Further On Feature Request

A while back, I mentioned how desirable it would be for someone to construct a bare-bones word processor with the capacity to limit the number of typefaces in use, to limit formatting options, and so on — a very basic word processor with footnoting (and, possibly6, a defined-format bibliographic process, but that sounds like unnecessary complications). This morning I realised that a vendor such as Google or Apple or Microsoft, one that wants aggressively to increase its market share, could simply produce such a reduced-feature-set word processor for its preferred platform — quite possibly gaining a toehold among students, and winning endorsements from teachers.
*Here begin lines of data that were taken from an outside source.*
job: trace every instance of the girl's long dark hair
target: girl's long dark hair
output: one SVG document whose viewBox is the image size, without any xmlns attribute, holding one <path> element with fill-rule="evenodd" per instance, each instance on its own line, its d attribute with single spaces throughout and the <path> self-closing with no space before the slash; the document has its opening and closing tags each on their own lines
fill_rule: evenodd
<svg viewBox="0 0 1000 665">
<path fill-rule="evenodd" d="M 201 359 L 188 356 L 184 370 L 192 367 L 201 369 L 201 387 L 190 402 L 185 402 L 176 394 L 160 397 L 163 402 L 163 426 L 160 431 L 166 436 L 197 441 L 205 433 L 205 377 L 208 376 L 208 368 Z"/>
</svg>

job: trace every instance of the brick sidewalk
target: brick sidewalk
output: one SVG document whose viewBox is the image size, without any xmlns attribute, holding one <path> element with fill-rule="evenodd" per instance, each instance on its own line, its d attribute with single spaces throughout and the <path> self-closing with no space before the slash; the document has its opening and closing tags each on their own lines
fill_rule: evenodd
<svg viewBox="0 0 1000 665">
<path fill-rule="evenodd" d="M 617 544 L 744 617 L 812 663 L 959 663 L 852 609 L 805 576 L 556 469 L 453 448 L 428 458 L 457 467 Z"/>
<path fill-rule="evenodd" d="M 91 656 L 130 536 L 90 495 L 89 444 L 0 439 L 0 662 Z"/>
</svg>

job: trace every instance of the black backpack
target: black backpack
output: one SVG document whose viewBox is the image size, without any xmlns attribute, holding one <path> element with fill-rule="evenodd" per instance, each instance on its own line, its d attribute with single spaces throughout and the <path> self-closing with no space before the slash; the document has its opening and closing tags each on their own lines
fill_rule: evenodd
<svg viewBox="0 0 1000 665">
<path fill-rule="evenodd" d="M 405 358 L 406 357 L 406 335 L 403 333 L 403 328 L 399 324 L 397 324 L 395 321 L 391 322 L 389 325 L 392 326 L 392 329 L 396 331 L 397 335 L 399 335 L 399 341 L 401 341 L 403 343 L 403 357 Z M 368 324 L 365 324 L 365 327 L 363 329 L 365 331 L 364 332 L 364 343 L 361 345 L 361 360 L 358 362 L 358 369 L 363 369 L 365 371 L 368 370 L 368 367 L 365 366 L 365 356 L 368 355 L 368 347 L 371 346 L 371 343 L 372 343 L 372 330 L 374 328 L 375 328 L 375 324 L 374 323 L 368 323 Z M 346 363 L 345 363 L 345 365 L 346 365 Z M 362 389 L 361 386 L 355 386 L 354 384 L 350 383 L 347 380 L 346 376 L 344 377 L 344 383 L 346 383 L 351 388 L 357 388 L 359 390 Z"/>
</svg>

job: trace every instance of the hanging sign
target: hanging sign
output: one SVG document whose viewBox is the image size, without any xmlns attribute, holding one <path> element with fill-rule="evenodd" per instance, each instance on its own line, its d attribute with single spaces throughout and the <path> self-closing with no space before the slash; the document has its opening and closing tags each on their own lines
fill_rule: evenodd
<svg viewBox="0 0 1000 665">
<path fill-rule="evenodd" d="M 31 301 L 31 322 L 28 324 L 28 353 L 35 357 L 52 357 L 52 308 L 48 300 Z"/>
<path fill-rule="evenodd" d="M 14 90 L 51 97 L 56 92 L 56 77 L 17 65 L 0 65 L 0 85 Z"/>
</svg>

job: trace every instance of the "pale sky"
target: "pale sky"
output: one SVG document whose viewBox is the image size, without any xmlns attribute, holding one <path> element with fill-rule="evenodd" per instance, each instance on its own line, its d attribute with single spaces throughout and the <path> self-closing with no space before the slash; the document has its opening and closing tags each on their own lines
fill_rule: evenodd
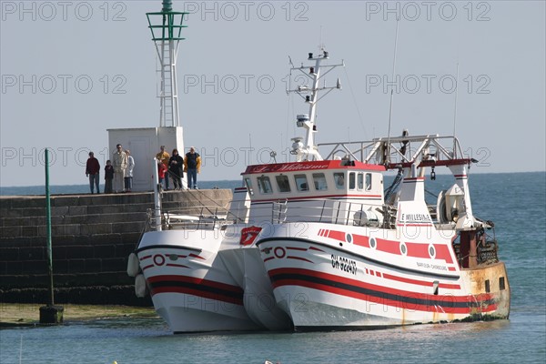
<svg viewBox="0 0 546 364">
<path fill-rule="evenodd" d="M 147 12 L 161 1 L 2 1 L 0 185 L 86 184 L 93 150 L 110 156 L 108 128 L 157 126 L 156 51 Z M 455 134 L 471 173 L 545 170 L 545 2 L 182 2 L 178 52 L 186 147 L 201 180 L 238 179 L 248 163 L 286 160 L 303 136 L 288 96 L 288 56 L 306 65 L 323 44 L 345 69 L 343 89 L 318 106 L 318 143 L 391 134 Z M 397 15 L 399 36 L 392 77 Z M 459 90 L 455 92 L 459 64 Z M 168 149 L 168 146 L 167 146 Z M 138 167 L 138 161 L 136 167 Z"/>
</svg>

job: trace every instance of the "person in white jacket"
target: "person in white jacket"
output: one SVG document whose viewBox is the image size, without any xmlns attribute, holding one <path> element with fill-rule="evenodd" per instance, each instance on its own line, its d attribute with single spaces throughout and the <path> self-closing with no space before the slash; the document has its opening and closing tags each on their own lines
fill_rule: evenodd
<svg viewBox="0 0 546 364">
<path fill-rule="evenodd" d="M 122 192 L 124 177 L 127 169 L 127 155 L 123 151 L 121 144 L 116 146 L 116 151 L 112 156 L 112 167 L 114 167 L 114 192 Z"/>
<path fill-rule="evenodd" d="M 131 192 L 133 188 L 133 169 L 135 169 L 135 158 L 131 156 L 131 151 L 126 149 L 126 155 L 127 156 L 127 169 L 125 175 L 125 191 Z"/>
</svg>

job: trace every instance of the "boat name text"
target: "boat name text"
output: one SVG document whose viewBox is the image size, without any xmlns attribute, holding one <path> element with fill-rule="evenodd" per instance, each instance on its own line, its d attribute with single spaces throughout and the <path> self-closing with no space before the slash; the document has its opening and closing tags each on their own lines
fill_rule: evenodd
<svg viewBox="0 0 546 364">
<path fill-rule="evenodd" d="M 332 268 L 357 275 L 357 262 L 345 257 L 332 254 Z"/>
</svg>

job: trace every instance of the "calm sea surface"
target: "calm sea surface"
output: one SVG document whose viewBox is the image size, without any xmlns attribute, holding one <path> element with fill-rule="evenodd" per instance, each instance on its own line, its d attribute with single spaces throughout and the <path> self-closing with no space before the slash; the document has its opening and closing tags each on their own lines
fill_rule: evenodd
<svg viewBox="0 0 546 364">
<path fill-rule="evenodd" d="M 428 182 L 434 184 L 428 187 L 433 193 L 451 183 L 444 176 Z M 510 320 L 354 332 L 175 336 L 161 319 L 103 319 L 2 329 L 0 362 L 544 363 L 546 173 L 471 175 L 470 182 L 474 213 L 496 224 L 511 286 Z M 239 184 L 210 187 L 233 187 L 229 183 Z M 24 194 L 5 189 L 2 194 Z M 34 193 L 43 192 L 27 192 Z"/>
</svg>

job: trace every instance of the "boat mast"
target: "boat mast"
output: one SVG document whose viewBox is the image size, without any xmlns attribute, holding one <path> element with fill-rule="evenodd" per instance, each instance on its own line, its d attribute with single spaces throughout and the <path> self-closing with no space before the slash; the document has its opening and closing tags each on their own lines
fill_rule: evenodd
<svg viewBox="0 0 546 364">
<path fill-rule="evenodd" d="M 341 89 L 341 82 L 339 81 L 339 78 L 338 78 L 338 82 L 333 87 L 320 87 L 320 81 L 329 71 L 340 66 L 345 66 L 345 63 L 343 61 L 339 65 L 321 66 L 322 61 L 329 59 L 329 53 L 324 50 L 324 48 L 322 48 L 321 52 L 322 53 L 317 56 L 314 56 L 312 53 L 308 54 L 308 60 L 315 61 L 314 66 L 303 66 L 302 64 L 299 67 L 290 68 L 290 71 L 298 70 L 303 73 L 311 80 L 312 84 L 311 87 L 308 86 L 298 86 L 294 90 L 287 90 L 287 94 L 295 92 L 302 96 L 307 104 L 309 104 L 308 115 L 298 115 L 297 116 L 297 126 L 306 129 L 305 144 L 302 143 L 301 137 L 292 138 L 294 143 L 292 144 L 292 150 L 290 151 L 290 154 L 297 156 L 296 160 L 298 162 L 304 160 L 322 160 L 322 157 L 320 157 L 318 148 L 315 144 L 315 133 L 317 133 L 317 104 L 331 90 Z M 322 72 L 322 68 L 326 68 L 324 73 Z M 324 90 L 327 90 L 326 94 L 318 96 L 318 93 Z M 309 93 L 310 95 L 302 95 Z"/>
<path fill-rule="evenodd" d="M 180 126 L 177 57 L 178 44 L 185 39 L 180 36 L 182 28 L 187 26 L 182 22 L 188 13 L 174 12 L 172 0 L 163 0 L 162 5 L 160 12 L 146 14 L 159 60 L 159 126 Z"/>
</svg>

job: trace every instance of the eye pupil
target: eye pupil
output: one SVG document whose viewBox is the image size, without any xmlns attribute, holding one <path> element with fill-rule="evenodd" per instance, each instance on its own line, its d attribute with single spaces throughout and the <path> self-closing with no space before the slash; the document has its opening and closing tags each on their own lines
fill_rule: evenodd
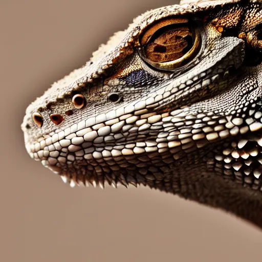
<svg viewBox="0 0 262 262">
<path fill-rule="evenodd" d="M 140 55 L 153 67 L 172 71 L 192 60 L 201 47 L 199 27 L 187 18 L 169 17 L 141 34 Z"/>
<path fill-rule="evenodd" d="M 111 102 L 117 102 L 119 100 L 120 98 L 120 96 L 119 94 L 117 93 L 112 93 L 108 95 L 108 99 Z"/>
<path fill-rule="evenodd" d="M 75 106 L 76 109 L 81 109 L 84 106 L 85 100 L 82 95 L 78 94 L 73 96 L 72 102 L 74 106 Z"/>
</svg>

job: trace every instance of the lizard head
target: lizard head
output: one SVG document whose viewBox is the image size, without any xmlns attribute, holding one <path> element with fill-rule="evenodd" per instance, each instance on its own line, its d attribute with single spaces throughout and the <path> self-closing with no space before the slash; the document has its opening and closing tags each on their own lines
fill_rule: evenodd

As far as the educational market goes, a brain-dead simple word processor is sort of a reverse killer app: not that it advances computing in a way that makes a particular platform desirable, but that it simplifies a near-universal task to the point that it would attract a lot of sympathetic attention.
 
(If one of you producers does develop such a thing, I’m available for consultation, and would only ask for a new computer as recompense. And I promise I won’t sue you even if you don’t consult me or give me a new computer.)
 

2 thoughts on “Further On Feature Request

  1. I really like iWriter for the iPad. It has a focus feature that only shows you the text you are writing and a couple lines around it. It really makes me concentrate on what I am writing and not what I have already written. I haven’t written anything scholarly with it yet, so I don’t know how the footnotes would work. I usually clean up the document in Word, so I would probably take care of them there. Cheers!